Auch die Achillessehne lässt sich trainieren
Bekannt seit der Antike, macht sie auch heute noch vielen Sportlern zu schaffen. Schmerzen an der Achillessehne sind vor allem bei Läufern, Ballsportlern und Tennisspielern weit verbreitet. Wer sie hat, sollte schnell reagieren und wissen: Auch die Achillessehne lässt sich trainieren.
Ein unethisches Experiment
Wenn es heute um die Erprobung eines neuen Medikaments geht, entscheidet eine Ethikkommission darüber, ob Ärzte und Wissenschaftler Versuche an Menschen durchführen dürfen oder nicht. Da gibt es sehr strenge Auflagen. Das es eine solche Kommission in den 80er-Jahren in Finnland gab, darf bezweifelt werden. Schier unfassbar, was der Biomechaniker Paavo Komi mit gesunden Sportstudenten machen dürfte: Er ließ ihre Achillessehne chirurgisch freilegen, um mit Dehn-Messstreifen versehene Manschetten an ihnen zu befestigen. Dann ließ der skandinavische „Frankenstein“ die Wunde wieder vernähen und die Studenten mussten viele anstrengende sportliche Tests absolvieren. Die Messstreifen zeichneten alles auf und wurden einige Zeit später chirurgisch wieder entfernt.

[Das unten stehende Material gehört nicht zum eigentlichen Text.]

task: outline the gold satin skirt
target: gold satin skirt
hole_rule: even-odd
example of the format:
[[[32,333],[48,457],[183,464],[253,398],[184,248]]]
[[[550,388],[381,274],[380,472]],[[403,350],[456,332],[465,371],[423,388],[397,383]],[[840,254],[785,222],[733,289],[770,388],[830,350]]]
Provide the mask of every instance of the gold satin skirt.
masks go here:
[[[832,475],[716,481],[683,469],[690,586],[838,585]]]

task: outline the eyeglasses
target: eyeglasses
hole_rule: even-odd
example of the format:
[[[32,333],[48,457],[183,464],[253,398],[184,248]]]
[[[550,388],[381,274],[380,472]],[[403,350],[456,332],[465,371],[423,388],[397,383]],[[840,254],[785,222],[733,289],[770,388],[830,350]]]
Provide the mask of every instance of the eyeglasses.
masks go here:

Die erstaunlichen Ergebnisse des Horrorversuchs
Auch wenn die Versuche aus heutiger Sicht höchst umethisch waren, haben sie doch ein paar erstaunliche Erkenntnisse gebracht, von der viele Sportler heute profitieren:
- Anders als bis dahin vermutet, ist die Achillessehne kein starres Gebilde, sondern lässt sich sehr gut trainieren. Das gilt auch für andere Sehnen des Körpers. Die Reißkraft ist nicht genetisch vorgegeben.
- Die Belastung muss allerdings ausreichend hoch sein und 80 bis 90 Prozent der Maximalkraft betragen, damit sich ein Trainingseffekt zeigt. Wie man die Maximalkraft ermittelt, steht hier.
- Auf geringere Belastungen reagiert die Achillessehne nur unzureichend.
- Im Vergleich zur Muskulatur braucht die Achillessehne deutlich länger, bis sich Anpassungserscheinungen und das hat Auswirkungen auf das Training.
- Bei Intensitätssteigerungen ist unbedingt auch an die Sehnen zu denken.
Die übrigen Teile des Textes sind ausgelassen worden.